If Philip Greaves, the self-published author of The Pedophiles Guide to Love and Pleasure: A Child-Lover’s Code of Conduct, isn’t crazy, he’s a perverted criminal in the eyes of one Florida judge. As such, he was arrested without incident in Pueblo on Monday in connection with obscenity charges in Florida, captain Andrew McLachlan of the local police department tells the Reuters news service. After Amazon.com banned his book last month, CNN interviewed the 47-year-old Greaves, who argued that “good” pedophiles exist—those who are merely into “kissing and fondling” as opposed to penetration.

No allegations have been made against Greaves for harming any children. But “the book contains two graphic stories depicting an adult engaged in sex acts with children,” according to a statement from the Polk County Sheriff’s Office in Florida, and it also advocates illegal sex acts. Polk County Sheriff Grady Judd tells The Associated Press that Greaves “very proudly sold us his personal copy,” and the sheriff “was outraged by the content. It was clearly a manifesto on how to sexually batter children…. You just can’t believe how absolutely disgusting it was.”

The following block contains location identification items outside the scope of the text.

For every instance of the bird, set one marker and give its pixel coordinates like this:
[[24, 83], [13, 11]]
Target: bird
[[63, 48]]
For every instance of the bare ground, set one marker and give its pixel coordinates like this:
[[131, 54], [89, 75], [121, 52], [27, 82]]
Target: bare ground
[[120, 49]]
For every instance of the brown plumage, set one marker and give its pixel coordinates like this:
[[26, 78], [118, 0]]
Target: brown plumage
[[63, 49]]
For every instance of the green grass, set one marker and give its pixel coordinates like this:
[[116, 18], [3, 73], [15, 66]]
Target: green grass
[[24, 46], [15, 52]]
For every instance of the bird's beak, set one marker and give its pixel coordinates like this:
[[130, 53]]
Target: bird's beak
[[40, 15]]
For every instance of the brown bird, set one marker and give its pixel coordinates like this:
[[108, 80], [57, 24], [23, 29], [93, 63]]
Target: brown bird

While the matter of free speech has been raised, other concerns are cropping up. If a case goes to trial in Florida over the mailing of the book from Colorado, for instance, what would prevent officials from prosecuting booksellers who ship Vladimir Nabokov’s Lolita, a novel about a pedophile? “As bad as this book may be, the charge opens a very big Pandora’s box,” says Dennis J. Kenney, a former police officer in Polk County and a professor at John Jay College of Criminal Justice in New York (via 7News). “The charge sounds to me like a significant overreach.” Westword concurs that it’s a “slippery slope,” adding that “Judd appears to be Florida’s answer to Joe Arpaio,” the renegade anti-immigration sheriff of Arizona’s Maricopa County.